Cet accord permettra d’améliorer les conditions de travail des 5,2 millions d’agents titulaires et contractuels de la Fonction publique, rappelle le ministère dans un communiqué.
De façon inédite, le Gouvernement a associé des représentants des employeurs publics hospitaliers et des collectivités territoriales à la définition d’une politique transversale qui va s’appliquer aux trois fonctions publiques (État, collectivités territoriales et hôpitaux).

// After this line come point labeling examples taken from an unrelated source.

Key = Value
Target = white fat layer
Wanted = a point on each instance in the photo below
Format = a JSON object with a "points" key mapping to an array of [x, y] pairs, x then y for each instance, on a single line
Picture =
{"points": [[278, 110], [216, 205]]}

Première publication le 21 novembre 2009
Le premier accord conclu dans la fonction publique sur la santé et la sécurité au travail
Eric Woerth a signé, le 20 novembre, un accord sur la santé et la sécurité au travail avec cinq organisations syndicales représentatives de la Fonction publique et les trois employeurs publics. C'est le premier accord conclu dans la Fonction publique sur la santé et la sécurité au travail. L’Association des régions de France (ARF) et l’Assemblée des départements de France (ADF) ont indiqué leur intention de signer l’accord.
Pour mieux lutter contre les risques psychosociaux (stress, harcèlement, actes portant atteinte à l’intégrité physique, etc.) et remédier au cloisonnement des politiques en matière de santé et de sécurité au travail, un plan d’action national de lutte va être élaboré avec les partenaires sociaux. Il sera applicable aux 5,2 millions d'agents, titulaires et contractuels, des trois fonctions publiques (Etat, territoriale et hospitalière). C'est le résultat du premier accord sur la santé et la sécurité au travail, signé le 20 novembre par Eric Woerth avec cinq organisations syndicales représentatives de la Fonction publique (CFDT, FO, UNSA, CFTC et CGC) et les trois employeurs publics.

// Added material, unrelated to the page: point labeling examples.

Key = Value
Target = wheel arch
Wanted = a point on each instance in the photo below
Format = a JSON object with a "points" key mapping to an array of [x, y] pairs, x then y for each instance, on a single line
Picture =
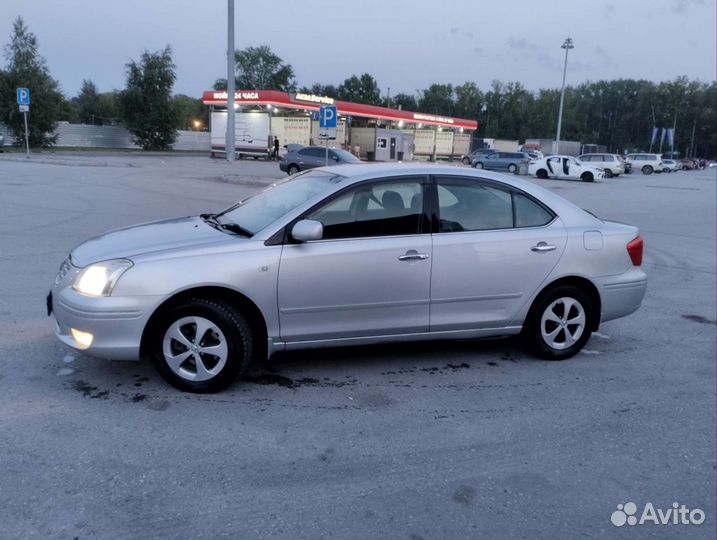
{"points": [[236, 299], [582, 283]]}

Les comités d’hygiène et de sécurité (CHS) seront compétents en matière de conditions de travail (CT), ce qui n’était pas le cas jusque là. Ils deviennent ainsi des CHSCT, comme dans les entreprises privées. Désormais, chaque collectivité territoriale d’au moins 50 agents bénéficiera d’un tel comité. Avant cet accord, seules les collectivités de plus de 200 agents en disposaient. De plus, chaque agent de la Fonction publique sera rattaché à un CHSCT, ce qui n’était pas toujours le cas pour les non-titulaires.
Pour les agents exposés à l’amiante, l’instauration d’un droit à un suivi médical post-professionnel est confirmée ainsi que l’instauration d’un droit à un suivi médical post-professionnel des risques cancérogènes, mutagènes et toxiques pour la reproduction (CMR).
Des actions de prévention des troubles musculo-squelettiques (formation des agents et de l'encadrement) sont également prévues.
L’accord prévoit par ailleurs la mise en place d'un observatoire de la santé et de la sécurité au travail dans le Fonction publique, ainsi que des objectifs et des indicateurs de suivi de mise en œuvre des actions.
Le texte prévoit enfin de rapprocher le régime de l'imputabilité des accidents du travail vers celui du privé. Actuellement, en cas d'accident du travail dans le privé, l'employeur est présumé responsable, alors que le fonctionnaire doit apporter la charge de la preuve.